2. Compute the jth row of the information matrix of θ by

   $$\frac{1}{2h}\left[E\left\{l_C^{\theta }({\widehat{\theta }}^{j+},\zeta ({\widehat{\theta }}^{j+}))|\mathbf{O},{\widehat{\theta }}^{j+},\widehat{\zeta }({\widehat{\theta }}^{j+})\right\}-E\left\{l_C^{\theta }({\widehat{\theta }}^{j-},\zeta ({\widehat{\theta }}^{j-}))|\mathbf{O},{\widehat{\theta }}^{j-},\widehat{\zeta }({\widehat{\theta }}^{j-})\right\}\right]$$

   where $l_C^{\theta }({\widehat{\theta }}^{j+},\zeta ({\widehat{\theta }}^{j+}))$ and $l_C^{\theta }({\widehat{\theta }}^{j-},\zeta ({\widehat{\theta }}^{j-}))$ denote the derivatives of the complete-data log likelihood l_C (θ, ζ) with respect to θ evaluated at (θ̂^j+, ζ( θ̂^j+)) and (θ̂^j−, ζ( θ̂^j−)) respectively.

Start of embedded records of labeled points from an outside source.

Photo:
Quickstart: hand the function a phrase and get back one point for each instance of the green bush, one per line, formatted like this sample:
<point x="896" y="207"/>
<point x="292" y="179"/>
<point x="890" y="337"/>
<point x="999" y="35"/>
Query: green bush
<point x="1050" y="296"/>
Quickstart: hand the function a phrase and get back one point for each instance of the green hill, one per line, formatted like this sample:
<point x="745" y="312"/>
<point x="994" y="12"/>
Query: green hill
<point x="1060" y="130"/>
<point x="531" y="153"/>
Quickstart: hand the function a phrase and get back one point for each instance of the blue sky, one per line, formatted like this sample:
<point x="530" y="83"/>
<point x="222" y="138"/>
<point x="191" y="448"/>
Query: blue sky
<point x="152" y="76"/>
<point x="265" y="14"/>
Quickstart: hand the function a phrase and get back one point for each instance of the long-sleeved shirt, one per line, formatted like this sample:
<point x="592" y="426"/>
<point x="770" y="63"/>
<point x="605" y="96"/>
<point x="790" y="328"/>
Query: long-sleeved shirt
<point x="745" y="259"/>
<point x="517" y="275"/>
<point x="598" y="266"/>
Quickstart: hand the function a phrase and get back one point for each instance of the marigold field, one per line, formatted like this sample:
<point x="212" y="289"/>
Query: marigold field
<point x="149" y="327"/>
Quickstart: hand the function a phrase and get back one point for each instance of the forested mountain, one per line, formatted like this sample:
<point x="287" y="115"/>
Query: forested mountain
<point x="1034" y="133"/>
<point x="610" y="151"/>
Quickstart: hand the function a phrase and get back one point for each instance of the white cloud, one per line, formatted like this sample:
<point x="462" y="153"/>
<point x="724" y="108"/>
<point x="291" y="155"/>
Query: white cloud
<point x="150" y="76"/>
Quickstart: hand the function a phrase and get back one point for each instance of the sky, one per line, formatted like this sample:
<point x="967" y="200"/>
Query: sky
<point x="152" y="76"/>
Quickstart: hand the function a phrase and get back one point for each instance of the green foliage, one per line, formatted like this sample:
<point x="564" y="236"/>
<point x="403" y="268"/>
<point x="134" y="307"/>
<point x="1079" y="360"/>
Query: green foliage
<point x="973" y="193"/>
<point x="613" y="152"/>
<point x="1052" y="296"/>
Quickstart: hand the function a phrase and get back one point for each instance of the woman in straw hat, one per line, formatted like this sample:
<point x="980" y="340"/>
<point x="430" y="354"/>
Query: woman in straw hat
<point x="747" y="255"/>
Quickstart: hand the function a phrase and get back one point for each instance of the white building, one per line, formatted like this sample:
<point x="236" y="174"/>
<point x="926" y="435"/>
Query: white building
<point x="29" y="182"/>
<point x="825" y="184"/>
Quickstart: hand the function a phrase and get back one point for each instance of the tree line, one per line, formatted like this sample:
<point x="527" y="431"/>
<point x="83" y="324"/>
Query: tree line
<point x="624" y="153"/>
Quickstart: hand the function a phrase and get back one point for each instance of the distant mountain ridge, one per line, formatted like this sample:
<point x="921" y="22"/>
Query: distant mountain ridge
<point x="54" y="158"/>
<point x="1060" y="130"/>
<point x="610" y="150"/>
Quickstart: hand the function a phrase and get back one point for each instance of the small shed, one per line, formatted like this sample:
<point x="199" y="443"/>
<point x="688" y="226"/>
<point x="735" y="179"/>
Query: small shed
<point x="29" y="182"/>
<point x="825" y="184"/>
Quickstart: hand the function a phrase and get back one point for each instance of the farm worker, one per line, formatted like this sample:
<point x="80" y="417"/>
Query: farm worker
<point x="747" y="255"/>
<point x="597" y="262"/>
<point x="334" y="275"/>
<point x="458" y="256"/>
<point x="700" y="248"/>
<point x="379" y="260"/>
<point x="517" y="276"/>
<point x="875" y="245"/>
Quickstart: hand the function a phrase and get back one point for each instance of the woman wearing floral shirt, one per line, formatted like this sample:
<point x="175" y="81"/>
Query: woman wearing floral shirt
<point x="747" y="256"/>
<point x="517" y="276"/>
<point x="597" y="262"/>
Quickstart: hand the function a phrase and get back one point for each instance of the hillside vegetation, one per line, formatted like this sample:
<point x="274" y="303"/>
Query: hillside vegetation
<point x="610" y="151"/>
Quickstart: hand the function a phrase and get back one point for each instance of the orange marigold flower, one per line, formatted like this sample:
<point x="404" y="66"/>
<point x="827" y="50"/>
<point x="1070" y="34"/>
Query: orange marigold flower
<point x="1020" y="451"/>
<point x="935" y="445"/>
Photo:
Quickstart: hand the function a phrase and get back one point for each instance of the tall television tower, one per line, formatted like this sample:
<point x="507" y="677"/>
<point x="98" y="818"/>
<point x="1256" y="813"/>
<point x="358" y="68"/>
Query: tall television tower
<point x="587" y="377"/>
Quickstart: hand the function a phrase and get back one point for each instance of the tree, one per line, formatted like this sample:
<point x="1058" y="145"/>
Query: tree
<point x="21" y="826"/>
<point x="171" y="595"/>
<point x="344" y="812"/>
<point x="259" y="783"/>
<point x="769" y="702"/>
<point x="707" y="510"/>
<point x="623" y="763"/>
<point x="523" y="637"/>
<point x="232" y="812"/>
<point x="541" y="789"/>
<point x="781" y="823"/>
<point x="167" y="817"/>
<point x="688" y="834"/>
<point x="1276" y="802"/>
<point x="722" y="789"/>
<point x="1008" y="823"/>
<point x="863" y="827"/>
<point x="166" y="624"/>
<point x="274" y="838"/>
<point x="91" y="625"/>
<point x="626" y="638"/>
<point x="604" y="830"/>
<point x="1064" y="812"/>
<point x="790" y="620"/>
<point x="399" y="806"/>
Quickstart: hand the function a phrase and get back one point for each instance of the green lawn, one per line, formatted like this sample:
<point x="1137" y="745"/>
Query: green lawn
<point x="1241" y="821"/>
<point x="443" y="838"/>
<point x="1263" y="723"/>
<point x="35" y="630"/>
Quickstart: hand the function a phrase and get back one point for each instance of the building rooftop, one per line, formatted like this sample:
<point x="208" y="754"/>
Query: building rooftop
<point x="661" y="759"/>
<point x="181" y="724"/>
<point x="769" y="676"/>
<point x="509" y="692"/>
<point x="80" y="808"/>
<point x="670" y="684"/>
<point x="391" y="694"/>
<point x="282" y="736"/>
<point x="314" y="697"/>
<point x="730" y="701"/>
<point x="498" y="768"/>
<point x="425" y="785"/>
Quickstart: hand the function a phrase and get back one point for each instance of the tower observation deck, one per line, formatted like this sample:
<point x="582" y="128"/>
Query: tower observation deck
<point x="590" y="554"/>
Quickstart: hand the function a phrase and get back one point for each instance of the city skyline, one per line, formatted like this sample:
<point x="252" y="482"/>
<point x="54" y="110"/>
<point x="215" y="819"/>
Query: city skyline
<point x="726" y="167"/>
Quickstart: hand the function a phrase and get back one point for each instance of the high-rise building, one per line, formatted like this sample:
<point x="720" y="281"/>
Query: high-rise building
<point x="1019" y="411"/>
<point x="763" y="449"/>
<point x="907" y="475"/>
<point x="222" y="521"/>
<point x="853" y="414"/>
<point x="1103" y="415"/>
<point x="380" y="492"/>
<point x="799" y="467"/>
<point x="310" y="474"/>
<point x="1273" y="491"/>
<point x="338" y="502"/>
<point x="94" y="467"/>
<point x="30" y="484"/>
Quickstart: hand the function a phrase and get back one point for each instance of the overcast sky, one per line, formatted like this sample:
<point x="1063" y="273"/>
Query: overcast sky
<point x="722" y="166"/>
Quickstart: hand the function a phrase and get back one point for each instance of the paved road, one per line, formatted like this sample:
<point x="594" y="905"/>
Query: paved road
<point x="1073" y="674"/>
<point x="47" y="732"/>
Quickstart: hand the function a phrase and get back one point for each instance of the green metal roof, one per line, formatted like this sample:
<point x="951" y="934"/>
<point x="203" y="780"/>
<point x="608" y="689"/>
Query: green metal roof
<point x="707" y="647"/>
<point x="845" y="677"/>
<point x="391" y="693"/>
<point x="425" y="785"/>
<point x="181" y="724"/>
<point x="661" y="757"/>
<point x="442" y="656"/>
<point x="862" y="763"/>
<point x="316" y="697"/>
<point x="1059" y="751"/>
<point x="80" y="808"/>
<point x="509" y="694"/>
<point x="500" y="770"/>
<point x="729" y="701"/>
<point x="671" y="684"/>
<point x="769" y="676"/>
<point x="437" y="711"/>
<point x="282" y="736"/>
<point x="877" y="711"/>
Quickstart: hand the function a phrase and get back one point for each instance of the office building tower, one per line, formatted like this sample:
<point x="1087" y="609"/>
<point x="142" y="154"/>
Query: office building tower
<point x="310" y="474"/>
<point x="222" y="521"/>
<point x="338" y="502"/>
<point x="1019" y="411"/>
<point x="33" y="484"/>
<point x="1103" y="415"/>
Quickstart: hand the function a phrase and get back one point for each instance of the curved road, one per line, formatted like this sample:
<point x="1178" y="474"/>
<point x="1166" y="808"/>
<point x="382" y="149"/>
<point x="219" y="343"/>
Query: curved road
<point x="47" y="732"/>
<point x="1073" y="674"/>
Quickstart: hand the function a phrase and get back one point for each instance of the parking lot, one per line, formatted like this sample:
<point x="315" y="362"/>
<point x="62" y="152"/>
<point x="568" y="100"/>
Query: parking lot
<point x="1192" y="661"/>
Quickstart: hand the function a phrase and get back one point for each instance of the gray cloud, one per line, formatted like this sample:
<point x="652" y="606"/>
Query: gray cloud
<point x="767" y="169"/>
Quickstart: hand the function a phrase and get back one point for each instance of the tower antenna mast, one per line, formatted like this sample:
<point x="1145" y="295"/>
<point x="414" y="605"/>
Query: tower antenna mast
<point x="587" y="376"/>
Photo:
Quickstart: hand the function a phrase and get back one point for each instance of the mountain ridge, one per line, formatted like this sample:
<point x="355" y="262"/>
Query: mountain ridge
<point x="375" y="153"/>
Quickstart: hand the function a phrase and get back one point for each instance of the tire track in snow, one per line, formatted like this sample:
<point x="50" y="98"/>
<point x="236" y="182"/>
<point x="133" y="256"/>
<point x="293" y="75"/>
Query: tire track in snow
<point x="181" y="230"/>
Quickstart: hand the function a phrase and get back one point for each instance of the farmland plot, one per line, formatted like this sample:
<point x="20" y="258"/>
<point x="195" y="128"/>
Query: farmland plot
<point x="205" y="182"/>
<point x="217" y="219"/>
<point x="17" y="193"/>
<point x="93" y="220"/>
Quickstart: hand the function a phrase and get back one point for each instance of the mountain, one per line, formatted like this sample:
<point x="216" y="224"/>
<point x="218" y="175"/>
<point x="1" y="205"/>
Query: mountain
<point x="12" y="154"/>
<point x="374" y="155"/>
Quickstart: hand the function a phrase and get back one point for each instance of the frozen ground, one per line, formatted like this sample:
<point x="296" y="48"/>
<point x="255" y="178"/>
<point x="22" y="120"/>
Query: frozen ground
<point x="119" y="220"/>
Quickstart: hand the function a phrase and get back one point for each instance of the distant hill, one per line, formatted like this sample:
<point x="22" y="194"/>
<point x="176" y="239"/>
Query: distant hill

The derivation of $l_C^{\theta }(\theta ,\zeta )$ is straightforward and hence omitted here. For the perturbation size h, [2] suggested to use h = c/n, where c is a positive constant. We found that c = 0.15 would produce satisfactory results in all of our numerical studies.